Macartney.—Everything, my dear Thorpe, everything. (Spreading out his documents.) Now, let us see, “Endowment deed of the Martha Thorpe Home for Destitute Children”—good; needs only the signature of two witnesses and a notary. (Indicating with his finger). . . (Picks up the papers one by one). Hum—yes—“J. Thorpe in account with W. Macartney for drawing deed——”

Jeff.—Your bill, eh?

Macartney.—Exactly. . . . Yes. “Accepted plan of architect.”

Jeff.—Let me see. (Turning it round and round.) North elevation—south elevation—east elevation—here, Macartney, is it elevated every way at once?

Macartney.—Har! har! You will have your joke, Mr. Thorpe. Now, let us see, “accepted plan of architect”—and—yes—“J. Thorpe in account with W. Macartney re accepting plan——”

Jeff.—Your bill, eh?

Macartney.—Yes. Fee for acceptance of contract. Now, let’s see, “Rejected plan of architect”—another architect. . . “J. Thorpe in account with W. Macartney re rejection.”

Jeff.—One fee for accepting and another for refusing?

Macartney.—Oh, we lawyers have to be quite impartial, you know. That safeguards you.

Jeff.—Well, I begin to feel pretty safe, Macartney.

Macartney.—. . . And here—fee and expenses of W. Macartney to New York re investigation of Cuban Land Development Company—fee, so much—expenses, so much—contingent expenses, so much—non-contingent expenses, so much—other expenses, so much—additional expenses, so and so—all clear, is it not?

Jeff (laughing).—Oh, clear as day. . . . and quite right. I didn’t expect you to go for nothing, and you brought back the information I wanted.

Macartney.—A splendid company, my dear Thorpe—splendid—your money’s safe with them; and the head—General Perrico—a delightful man—I’d no idea Cubans were so white—spoke excellent English, too, and entertained me in my spare time like a prince—such little rags of spare time, that is, as a lawyer finds—dinner, theatres, everything——

Jeff.—Theatres, ah, yes, I saw Shakespere once—long ago in London—A Winter’s Tale.

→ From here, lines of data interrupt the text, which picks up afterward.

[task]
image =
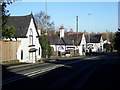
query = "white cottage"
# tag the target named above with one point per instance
(94, 43)
(62, 43)
(26, 32)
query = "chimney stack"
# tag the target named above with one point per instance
(62, 32)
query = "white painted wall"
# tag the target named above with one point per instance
(97, 47)
(25, 42)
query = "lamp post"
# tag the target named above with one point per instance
(46, 15)
(89, 26)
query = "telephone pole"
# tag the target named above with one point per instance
(77, 29)
(46, 15)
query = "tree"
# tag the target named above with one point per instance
(7, 31)
(117, 40)
(43, 21)
(46, 48)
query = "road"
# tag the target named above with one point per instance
(87, 72)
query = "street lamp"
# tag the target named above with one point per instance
(46, 16)
(89, 26)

Macartney.—Winter’s Tale—that was it—or no—nearly that—Winter Garden, that’s it. But, come, tell me what it is that you want me to add to this (tapping the endowment document) before we sign? Tell me just as clearly and simply as possible, in a few words what you want—and I’ll go and run it into legal terminology in half an hour.

Jeff.—I want to say I’ll give to the Home sixty thousand dollars’ worth of stock in the Land Company instead of cash.

Macartney.—Excellent. Couldn’t be plainer. I’ll just make a note of it (scribbles at table) say—“I, Jefferson Thorpe, of the town and township of Mariposa, do hereby give, bequeath, transfer, devise and assign”—oh, yes, I can rush that off in——

[Gathers documents to go.]

Jeff.—And don’t forget an account for it, Mac!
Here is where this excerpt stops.